On the election of Cardinal :no:Andreas Steinhuber in 1893, Palmieri was appointed to succeed Steinhuber as theologian of the Apostolic Penitentiary.

==Works==
In philosophy, he published: "Animadversiones in recens opus de Monte Concilii Viennensis" (Rome, 1878) and "Institutiones Pbilosophicæ" (3 vols., Rome, 1874–76). In the latter he followed the scholastic method; but the doctrines in many points differ from those common to the Peripatetic philosophers. As regards the composition of bodies, he admits the dynamic theory, and considers the first elements of bodies to be formally simple, endowed with an attractive and repulsive force, but which he says are virtually extended. On the other hand, he does not admit the real accidents, and to explain the permanence of the Communion bread, he has recourse to the phenomena of ether, which persist by Divine operation, the substance of bread and wine ceasing to exist.

He held a conception altogether his own of the life of plants, and assigned simple souls to animals, which expire with their death. As regards the origin of the idea, he was true to the scholastic principles in admitting that the intellectual apprehension has its origin in the apprehension of the senses; but to his last day would not admit the necessity of the intelligible species.

In Scriptural study also he made his mark. Having taught the Holy Scriptures from 1880 to 1887, and Semitic languages to the scholastics of his society in Maastricht, he published "Commentarius in epistolam ad Galatas" (Gulpen, 1886); and "De veritate historica libri Judith aliisque ss. Scripturarum locis specimen criticum exegeticum" (Gulpen, 1886). Many others of his minor works can be placed under this head. When Alfred Loisy's book, "L'Evangile et l'Eglise", appeared, he was one of the first to attack it, in a treatise in the form of letters. He examined more minutely another work of Loisy's, "Autour d'un Petit Livre", in his "Esame di un opuscolo che gira intorno ad un piccolo libro". To this demonstration he joins a more complete one, on the Synoptic Gospels, also treated in "Se e come i sinottici ci danno Gesù Cristo per Dio" (Prato, 1903).
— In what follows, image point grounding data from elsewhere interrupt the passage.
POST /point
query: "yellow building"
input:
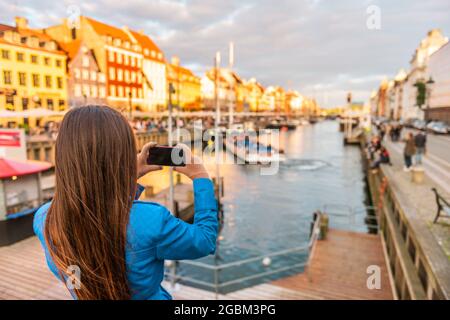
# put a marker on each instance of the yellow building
(186, 84)
(255, 94)
(274, 99)
(33, 70)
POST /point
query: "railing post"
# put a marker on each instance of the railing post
(216, 283)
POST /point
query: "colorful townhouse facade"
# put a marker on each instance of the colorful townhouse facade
(274, 99)
(439, 72)
(255, 92)
(186, 84)
(398, 98)
(118, 56)
(33, 71)
(86, 84)
(154, 69)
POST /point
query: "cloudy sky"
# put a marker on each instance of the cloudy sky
(321, 48)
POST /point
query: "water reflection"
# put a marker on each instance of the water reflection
(264, 214)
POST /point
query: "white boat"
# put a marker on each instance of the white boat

Only the first part of this book, concerning the Gospel of St. Matthew, was published.

Palmieri's reputation, however, rests principally on his theology in the Roman College:

- "Tractatus de Romano Pontifice cum prolegomeno de Ecclesia" (3rd ed., Prato, 1902)
- "Tractatus de Pœnitentia" (2nd ed., Prato, 1896)
- "Tractatus de Matrimonio Christiano" (2nd ed., Prato, 1897)
- "Tractatus de Gratia Divina Actuali" (Gulpen, 1885)
- "Tractatus Theologicus de Novissimis" (Prato, 1908)
- "Tractatus de Creatione et de Præcipuis Creaturis" (Prato, 1910)
- "Tractatus de Ordine Supernaturali et de Lapsu Angelorum" (Prato, 1910)
- "Tractatus de Peccato Originali et de Immaculato Beatæ Virginis Deiparæ Conceptu" (Prato, 1904)

The last three treatises here, taken together, form a new edition in many parts perfected and rearranged from his former treatise on God the Creator, printed first in Rome, 1878. The third part was published before the other two, because the author wished with it to render homage to the Immaculate Conception on the fiftieth anniversary of the proclamation of the dogma.

In his treatise on creation and the special creatures, a posthumous work, but of which he left the manuscript completed and prepared, the change made by him regarding the union of the soul with the body, because while he first asserted that the union was only natural and not substantial, now that it is Church teaching that the human nature consists entirely in the synthesis of two elements, that is to say, of the body and of the reasoning soul, he admits that this union is substantial, although he asserts that it is not yet sufficiently determined how one nature can result from these two elements.

The originality of his theological works consists principally in the method which he followed, which amounts to an exhaustive demonstration of the existence of a teaching, and in its scholastic exposition and defence, so that his treatises are almost complete from the positive, scholastic, and polemic viewpoints. Antonio Ballerini left at his death a collection of studies in moral theology. It was in the form of a commentary on the Medulla of Busenbaum, but not complete. Palmieri undertook the task of putting in order this work and made many additions of his own.

These works were followed by a commentary on the Divine Comedy of Dante Alighieri, a work undertaken by him at the suggestion of his mother, Giuseppina Rocci Palmieri.